In the past two years, generation power-plant sales have picked up and continue at a healthy pace, with almost 70 announced transactions of more than 50 GW of capacity. This represents just under $16 billion in total value (cash and debt assumed). However, the buyers and sellers are changing.
Financial players, including private equity groups and investment banks, dominate the buy side, purchasing more than 60 percent of the total capacity sold and representing more than 50 percent of the total value of the capacity purchased. Figure 3 shows that while unregulated energy companies have been trying to clean their portfolios of non-performing assets, private equity companies and other financial players—such as hedge funds—are opportunistically grabbing the undervalued assets and portfolios.
For a number of diversified energy companies on the sell side, such as Aquila, El Paso, TECO Energy, and Allegheny Energy, their assets represent a strategic shift away from the unregulated power business. In many cases this was a "back-to-basics" tactical move.
The other trend in the recent asset transactions is that most asset transactions were in the form of larger portfolios instead of single assets. Figure 4 shows that 56 percent of the total capacity transacted was in larger portfolios. In some cases sellers found it more efficient to bundle the assets because some of the assets have very low values, and it is difficult to find buyers for them.
On the buyer side, bundled portfolios have better values because one can get some discounting due to bundling. In the KGen acquisition of Duke Southeast assets, the peakers in the portfolio were credited practically no value. KGen has considered dismantling and selling the peaking equipment to Middle Eastern and Korean markets.
The vast majority of the financial players are private equity groups including ArcLight Capital Partners, Kohlberg Kravis Roberts, MatlinPatterson, AIG, and Complete Energy. In the largest transaction, four private-equity firms—KKR, Texas Pacific Group, Blackstone, and Hellman & Friedman—joined to purchase Texas Genco's 16,400 MW of assets. In another deal, the private equity firm, Carlyle/Riverstone, teamed with Sempra Energy to buy a collection of AEP's plants in Texas.
Diversified energy companies—those entities with both regulated and unregulated subsidiaries—and regulated utilities (including munis and co-ops) were distant second and third buyers by megawatt capacity and total dollar value.

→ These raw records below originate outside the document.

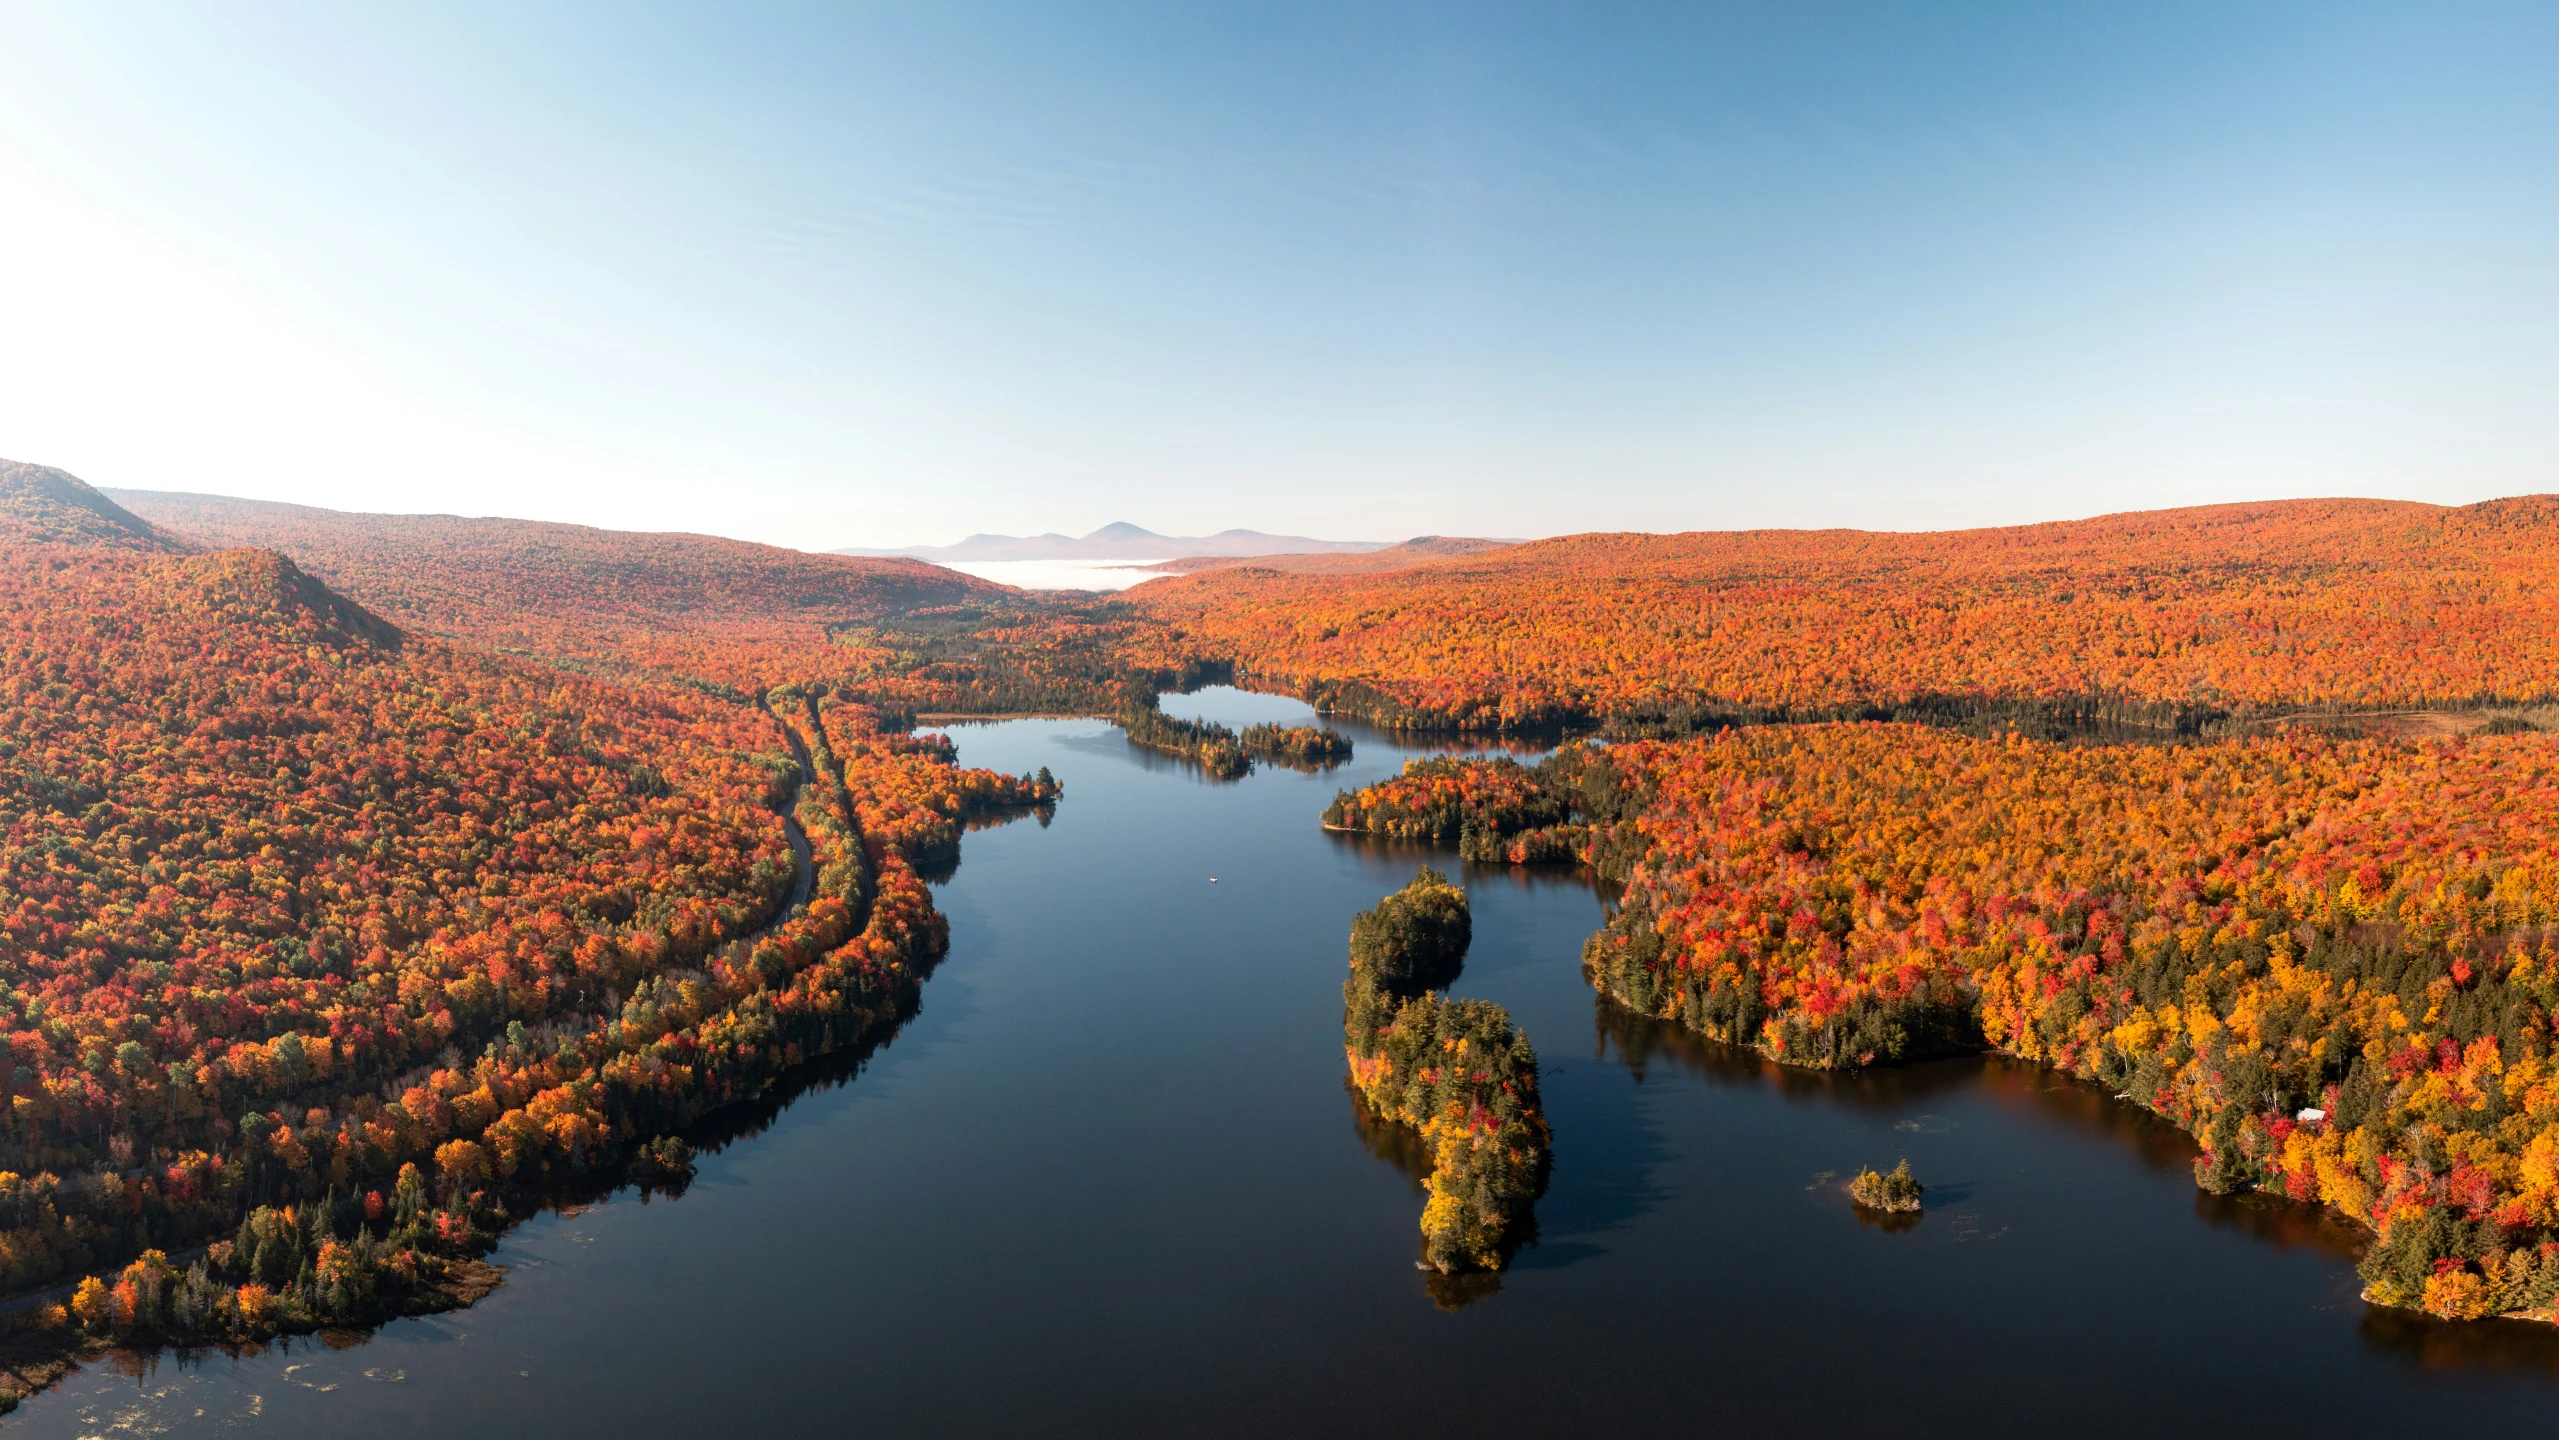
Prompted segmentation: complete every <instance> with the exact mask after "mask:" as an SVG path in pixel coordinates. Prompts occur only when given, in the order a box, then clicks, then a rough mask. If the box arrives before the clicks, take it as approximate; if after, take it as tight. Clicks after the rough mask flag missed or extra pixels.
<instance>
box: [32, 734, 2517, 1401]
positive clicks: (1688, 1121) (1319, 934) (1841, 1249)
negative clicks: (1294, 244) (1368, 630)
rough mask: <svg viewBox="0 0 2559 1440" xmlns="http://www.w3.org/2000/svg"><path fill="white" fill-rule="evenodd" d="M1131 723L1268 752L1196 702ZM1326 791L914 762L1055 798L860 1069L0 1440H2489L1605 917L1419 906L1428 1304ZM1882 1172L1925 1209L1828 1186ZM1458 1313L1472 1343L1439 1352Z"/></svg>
mask: <svg viewBox="0 0 2559 1440" xmlns="http://www.w3.org/2000/svg"><path fill="white" fill-rule="evenodd" d="M1167 711H1175V714H1210V716H1216V719H1223V721H1228V724H1244V721H1251V719H1303V716H1305V708H1303V706H1295V703H1290V701H1277V698H1267V696H1244V693H1236V691H1203V693H1200V696H1187V698H1175V701H1167ZM1351 734H1354V739H1356V742H1359V757H1356V760H1354V762H1351V765H1346V767H1341V770H1336V772H1331V775H1295V772H1287V770H1262V772H1256V775H1251V778H1246V780H1241V783H1210V780H1203V778H1200V775H1198V772H1195V770H1190V767H1185V765H1180V762H1175V760H1167V757H1154V755H1149V752H1139V749H1131V747H1129V744H1126V739H1123V737H1121V734H1118V732H1116V729H1113V726H1108V724H1100V721H1006V724H990V726H960V729H955V737H957V739H960V757H962V762H967V765H993V767H998V770H1008V772H1021V770H1034V767H1039V765H1047V767H1049V770H1054V772H1057V778H1059V780H1065V785H1067V798H1065V803H1062V806H1059V808H1057V818H1054V824H1049V826H1039V824H1034V821H1018V824H1011V826H1001V829H985V831H975V834H970V836H967V841H965V854H962V862H960V870H957V872H955V875H952V877H949V882H944V885H942V890H939V903H942V908H944V911H947V913H949V916H952V954H949V962H944V964H942V969H939V972H937V974H934V980H931V982H929V985H926V990H924V1008H921V1013H919V1015H916V1018H914V1021H911V1023H908V1026H906V1028H903V1031H901V1033H898V1036H896V1041H893V1044H891V1046H885V1049H880V1051H878V1054H873V1056H870V1059H868V1061H865V1064H860V1067H857V1069H852V1067H837V1069H827V1072H816V1074H811V1077H809V1082H806V1084H804V1087H801V1090H798V1095H793V1097H788V1100H780V1102H773V1105H768V1107H765V1110H763V1113H757V1115H752V1118H734V1120H732V1123H729V1128H727V1131H722V1133H719V1136H709V1138H706V1141H709V1143H714V1148H706V1154H704V1156H701V1174H699V1182H696V1184H693V1187H691V1189H688V1192H686V1194H683V1197H678V1200H665V1197H658V1200H653V1202H640V1197H637V1194H632V1192H622V1194H617V1197H614V1200H609V1202H604V1205H594V1207H589V1210H583V1212H576V1215H543V1217H537V1220H532V1223H527V1225H522V1228H519V1230H514V1233H512V1235H509V1238H507V1243H504V1248H502V1251H499V1256H496V1261H499V1264H504V1266H509V1269H512V1276H509V1281H507V1287H504V1289H499V1292H496V1294H494V1297H489V1299H486V1302H481V1304H479V1307H473V1310H466V1312H458V1315H443V1317H430V1320H404V1322H399V1325H392V1327H386V1330H381V1333H376V1335H371V1338H368V1340H363V1343H356V1345H351V1348H330V1345H322V1343H317V1340H297V1343H292V1345H284V1348H271V1350H266V1353H261V1356H248V1358H230V1356H223V1353H212V1356H197V1358H187V1356H156V1358H128V1361H125V1363H120V1366H92V1368H87V1371H82V1373H77V1376H72V1379H69V1381H67V1384H64V1386H59V1389H54V1391H49V1394H44V1397H38V1399H36V1402H31V1404H28V1407H26V1409H23V1412H20V1414H18V1417H13V1420H10V1422H8V1430H10V1432H13V1435H128V1432H131V1435H200V1432H218V1430H251V1427H256V1430H274V1432H289V1435H384V1437H389V1435H422V1437H438V1440H450V1437H456V1435H473V1437H481V1435H527V1437H535V1435H537V1437H560V1435H801V1432H857V1435H995V1432H1003V1435H1210V1432H1213V1435H1303V1432H1318V1430H1320V1432H1328V1435H1400V1437H1410V1435H1446V1432H1466V1435H1556V1432H1564V1430H1584V1427H1599V1430H1602V1432H1610V1430H1622V1427H1640V1430H1643V1432H1653V1430H1668V1427H1679V1430H1702V1432H1720V1435H1845V1432H1876V1435H1968V1437H1970V1435H2045V1432H2050V1430H2055V1427H2060V1430H2068V1432H2073V1435H2160V1432H2167V1430H2175V1432H2198V1435H2229V1432H2242V1430H2257V1432H2262V1435H2293V1432H2308V1430H2313V1427H2324V1430H2329V1432H2336V1435H2370V1432H2380V1430H2382V1427H2416V1425H2515V1427H2521V1425H2533V1427H2539V1425H2541V1422H2546V1420H2549V1417H2551V1404H2554V1402H2559V1333H2554V1330H2549V1327H2539V1325H2508V1322H2498V1325H2487V1327H2439V1325H2428V1322H2423V1320H2413V1317H2400V1315H2390V1312H2377V1310H2367V1307H2365V1304H2362V1302H2359V1299H2357V1297H2354V1292H2357V1281H2354V1274H2352V1253H2349V1246H2352V1233H2344V1230H2331V1228H2326V1225H2324V1223H2321V1220H2318V1215H2316V1212H2311V1210H2306V1207H2293V1205H2283V1202H2270V1200H2214V1197H2206V1194H2201V1192H2198V1189H2196V1187H2193V1182H2191V1179H2188V1169H2185V1166H2188V1159H2191V1156H2193V1148H2191V1146H2188V1143H2185V1141H2183V1138H2180V1136H2178V1133H2175V1131H2170V1128H2165V1125H2157V1123H2152V1120H2150V1118H2144V1115H2142V1113H2137V1110H2132V1107H2129V1105H2119V1102H2114V1100H2111V1097H2103V1095H2096V1092H2091V1090H2088V1087H2080V1084H2073V1082H2065V1079H2060V1077H2052V1074H2045V1072H2034V1069H2027V1067H2014V1064H2001V1061H1955V1064H1929V1067H1912V1069H1896V1072H1876V1074H1858V1077H1814V1074H1794V1072H1781V1069H1776V1067H1768V1064H1761V1061H1755V1059H1750V1056H1740V1054H1735V1051H1727V1049H1720V1046H1707V1044H1702V1041H1691V1038H1686V1036H1679V1033H1671V1031H1661V1028H1656V1026H1645V1023H1638V1021H1630V1018H1625V1015H1622V1013H1617V1010H1612V1008H1604V1005H1599V1003H1597V1000H1594V995H1592V992H1589V987H1587V985H1584V982H1581V972H1579V951H1581V939H1584V936H1587V934H1589V931H1592V928H1597V923H1599V898H1597V895H1594V893H1592V890H1589V885H1584V882H1579V880H1574V877H1569V875H1548V872H1507V870H1459V867H1456V865H1454V862H1451V859H1446V857H1443V859H1438V865H1441V867H1443V870H1451V872H1454V875H1459V877H1461V880H1464V885H1466V890H1469V895H1471V898H1474V916H1477V921H1474V936H1477V939H1474V951H1471V957H1469V959H1466V972H1464V977H1461V980H1459V985H1456V990H1459V992H1461V995H1482V998H1489V1000H1500V1003H1502V1005H1510V1013H1512V1015H1515V1018H1517V1021H1520V1023H1523V1026H1525V1028H1528V1033H1530V1038H1533V1041H1535V1046H1538V1056H1541V1061H1543V1077H1546V1105H1548V1118H1551V1120H1553V1131H1556V1166H1553V1184H1551V1189H1548V1194H1546V1200H1543V1202H1541V1205H1538V1240H1535V1246H1530V1248H1525V1251H1523V1253H1520V1256H1517V1261H1515V1269H1512V1271H1507V1274H1505V1276H1500V1287H1497V1292H1489V1294H1479V1297H1438V1299H1436V1297H1433V1294H1430V1289H1428V1287H1425V1276H1423V1274H1418V1271H1415V1266H1413V1261H1415V1256H1418V1248H1420V1235H1418V1230H1415V1223H1418V1217H1420V1187H1418V1182H1415V1177H1413V1174H1410V1171H1407V1169H1405V1166H1402V1161H1400V1159H1397V1156H1395V1154H1392V1151H1395V1146H1384V1143H1379V1146H1374V1148H1372V1143H1367V1141H1364V1138H1361V1131H1359V1125H1356V1120H1354V1107H1351V1097H1349V1092H1346V1090H1343V1079H1341V1072H1343V1059H1341V980H1343V939H1346V931H1349V923H1351V913H1356V911H1359V908H1364V905H1369V903H1374V900H1377V898H1379V895H1382V893H1387V890H1392V888H1397V885H1402V882H1405V880H1407V877H1410V872H1413V865H1415V862H1418V859H1425V854H1423V852H1418V849H1402V852H1397V849H1387V847H1374V844H1359V841H1351V839H1343V836H1328V834H1323V831H1320V829H1318V824H1315V816H1318V811H1320V808H1323V803H1326V801H1328V798H1331V795H1333V790H1336V788H1338V785H1356V783H1367V780H1374V778H1379V775H1387V772H1392V770H1397V767H1400V765H1402V760H1405V757H1407V755H1415V749H1410V747H1400V744H1395V742H1392V739H1390V737H1379V734H1374V732H1359V729H1351ZM1901 1156H1909V1159H1912V1166H1914V1169H1917V1171H1919V1177H1922V1179H1924V1182H1927V1184H1929V1202H1932V1207H1929V1212H1927V1215H1924V1217H1919V1223H1917V1225H1912V1228H1906V1230H1886V1228H1878V1225H1868V1223H1860V1220H1858V1215H1855V1212H1853V1210H1850V1205H1848V1197H1845V1194H1842V1189H1840V1184H1842V1182H1845V1177H1848V1174H1853V1171H1855V1169H1858V1166H1860V1164H1876V1166H1889V1164H1891V1161H1896V1159H1901ZM1461 1299H1471V1302H1461Z"/></svg>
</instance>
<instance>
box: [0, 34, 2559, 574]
mask: <svg viewBox="0 0 2559 1440" xmlns="http://www.w3.org/2000/svg"><path fill="white" fill-rule="evenodd" d="M2554 41H2559V15H2554V13H2551V10H2546V8H2531V5H2462V8H2428V10H2423V13H2408V10H2395V8H2380V5H2344V8H2339V5H2267V8H2249V10H2237V13H2234V10H2221V8H2157V10H2124V13H2103V10H2050V8H2029V5H1988V8H1968V10H1960V13H1958V10H1906V8H1881V5H1878V8H1832V10H1763V8H1740V5H1735V8H1622V10H1607V13H1587V10H1505V13H1497V15H1487V13H1482V10H1474V8H1456V5H1390V8H1359V5H1318V8H1292V10H1277V13H1200V10H1190V8H1177V5H1098V8H1080V10H1075V13H1062V10H1054V8H1042V5H985V8H967V10H955V8H931V10H914V13H898V10H885V8H870V10H850V13H847V10H837V8H788V5H783V8H763V10H752V13H719V15H711V13H681V10H624V8H553V10H540V13H530V10H514V8H494V5H458V8H438V10H420V13H392V10H371V13H345V10H333V8H292V5H287V8H271V10H256V13H246V15H235V13H210V10H194V8H182V5H46V3H15V5H5V8H0V205H5V210H8V212H10V217H13V223H10V225H8V228H5V230H0V322H5V327H8V333H10V345H5V348H0V455H13V458H20V460H33V463H46V466H59V468H64V471H69V473H77V476H82V478H87V481H90V483H97V486H110V489H164V491H207V494H235V496H251V499H276V501H294V504H317V506H333V509H371V512H456V514H509V517H522V519H555V522H578V524H601V527H624V529H693V532H709V535H734V537H745V540H765V542H778V545H793V547H806V550H834V547H901V545H934V542H952V540H957V537H965V535H970V532H1001V535H1039V532H1059V535H1085V532H1090V529H1095V527H1100V524H1105V522H1116V519H1129V522H1136V524H1144V527H1149V529H1157V532H1164V535H1208V532H1216V529H1226V527H1249V529H1264V532H1277V535H1308V537H1326V540H1402V537H1410V535H1433V532H1436V535H1515V537H1538V535H1558V532H1579V529H1653V532H1676V529H1748V527H1860V529H1958V527H1981V524H2027V522H2047V519H2078V517H2093V514H2109V512H2127V509H2162V506H2185V504H2219V501H2247V499H2293V496H2388V499H2416V501H2434V504H2462V501H2475V499H2487V496H2500V494H2523V491H2549V489H2559V478H2554V460H2551V458H2554V455H2559V407H2554V404H2549V396H2551V394H2554V391H2559V348H2554V345H2549V340H2546V338H2549V335H2551V333H2554V327H2559V256H2554V251H2551V248H2549V243H2546V235H2551V233H2554V230H2559V184H2551V182H2554V179H2559V174H2554V171H2559V146H2551V143H2549V141H2551V136H2554V133H2559V87H2551V84H2546V74H2544V64H2541V56H2546V54H2551V49H2554Z"/></svg>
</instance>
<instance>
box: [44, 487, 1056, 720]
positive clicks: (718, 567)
mask: <svg viewBox="0 0 2559 1440" xmlns="http://www.w3.org/2000/svg"><path fill="white" fill-rule="evenodd" d="M92 494H95V491H92ZM115 499H118V501H123V506H125V509H131V512H133V514H138V517H141V519H146V522H151V524H156V527H161V529H164V532H174V535H184V537H192V540H197V542H205V545H256V547H266V550H281V552H287V555H292V558H294V563H297V565H302V568H307V570H310V573H312V575H320V578H322V581H328V583H330V586H335V588H338V591H343V593H348V596H356V599H361V601H363V604H366V606H374V609H376V611H381V614H384V616H389V619H392V622H397V624H402V627H407V629H417V632H425V634H443V637H453V639H468V642H471V645H481V647H489V650H502V652H512V655H532V657H543V660H553V662H568V665H581V668H601V670H609V673H622V670H637V673H668V675H688V678H699V680H714V683H722V685H732V688H737V691H747V693H755V691H763V688H765V685H773V683H783V680H832V678H837V675H842V673H847V670H850V668H857V665H860V660H862V652H860V647H847V645H837V637H839V634H842V632H844V629H847V627H868V624H875V622H880V619H883V616H891V614H908V611H919V609H937V606H990V604H1006V601H1008V599H1013V596H1016V591H1008V588H1006V586H995V583H988V581H975V578H970V575H962V573H957V570H944V568H939V565H926V563H921V560H860V558H847V555H809V552H801V550H780V547H773V545H750V542H745V540H722V537H711V535H642V532H622V529H591V527H583V524H545V522H530V519H463V517H450V514H351V512H335V509H312V506H294V504H274V501H243V499H228V496H194V494H166V491H115Z"/></svg>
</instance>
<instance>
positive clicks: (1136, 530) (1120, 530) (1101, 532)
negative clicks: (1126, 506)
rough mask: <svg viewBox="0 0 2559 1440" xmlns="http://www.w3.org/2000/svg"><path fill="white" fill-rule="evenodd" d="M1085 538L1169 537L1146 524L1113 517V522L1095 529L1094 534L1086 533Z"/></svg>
mask: <svg viewBox="0 0 2559 1440" xmlns="http://www.w3.org/2000/svg"><path fill="white" fill-rule="evenodd" d="M1085 540H1167V537H1164V535H1157V532H1152V529H1146V527H1144V524H1129V522H1126V519H1113V522H1111V524H1105V527H1100V529H1095V532H1093V535H1085Z"/></svg>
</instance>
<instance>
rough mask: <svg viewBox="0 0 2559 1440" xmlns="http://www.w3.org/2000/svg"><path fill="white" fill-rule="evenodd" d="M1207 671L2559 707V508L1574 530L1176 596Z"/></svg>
mask: <svg viewBox="0 0 2559 1440" xmlns="http://www.w3.org/2000/svg"><path fill="white" fill-rule="evenodd" d="M1129 604H1131V606H1136V609H1141V611H1144V614H1146V616H1152V619H1154V622H1157V624H1162V627H1167V629H1169V632H1172V634H1177V637H1180V645H1182V647H1187V650H1190V652H1198V655H1208V657H1218V660H1231V662H1236V665H1239V670H1241V673H1249V675H1254V678H1256V680H1259V683H1264V685H1272V688H1287V691H1297V693H1305V696H1318V698H1328V701H1333V703H1336V706H1341V708H1349V711H1364V714H1369V716H1374V719H1382V721H1392V724H1418V726H1464V729H1505V726H1538V724H1594V721H1602V719H1630V721H1640V724H1645V726H1663V724H1666V726H1671V729H1684V726H1694V724H1717V721H1722V719H1789V716H1791V719H1830V716H1891V714H1896V711H1914V714H1937V711H1950V708H1965V706H1986V703H2032V706H2047V708H2060V711H2070V714H2088V716H2101V719H2121V721H2139V724H2180V721H2185V724H2193V721H2196V719H2198V716H2214V714H2280V711H2288V708H2395V706H2467V703H2480V701H2544V698H2551V696H2559V496H2523V499H2503V501H2487V504H2475V506H2459V509H2446V506H2426V504H2403V501H2270V504H2234V506H2206V509H2175V512H2144V514H2116V517H2103V519H2086V522H2068V524H2032V527H2011V529H1965V532H1940V535H1876V532H1845V529H1837V532H1704V535H1569V537H1561V540H1538V542H1528V545H1515V547H1507V550H1494V552H1487V555H1474V558H1459V560H1443V563H1433V565H1420V568H1405V570H1392V573H1379V575H1285V573H1274V570H1267V568H1233V570H1210V573H1203V575H1187V578H1172V581H1152V583H1146V586H1141V588H1136V591H1131V596H1129Z"/></svg>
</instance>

Another fundamental change in the industry is the entry of hedge funds particularly on the secondary debt market. Although not shown in the asset buyer's column yet, hedge funds likely will make an appearance soon. Seventy-five to 330 hedge funds are estimated to be active in the energy commodities market, and that number is expected to rise. Hedge funds in general are said to have under-performed last year, with average returns of 8 percent; on the other hand, the funds focusing on energy investments have been enjoying returns of 40 to 60 percent. Even if the returns drop to more modest levels (e.g., 15 percent), the energy market will still be more attractive than other areas.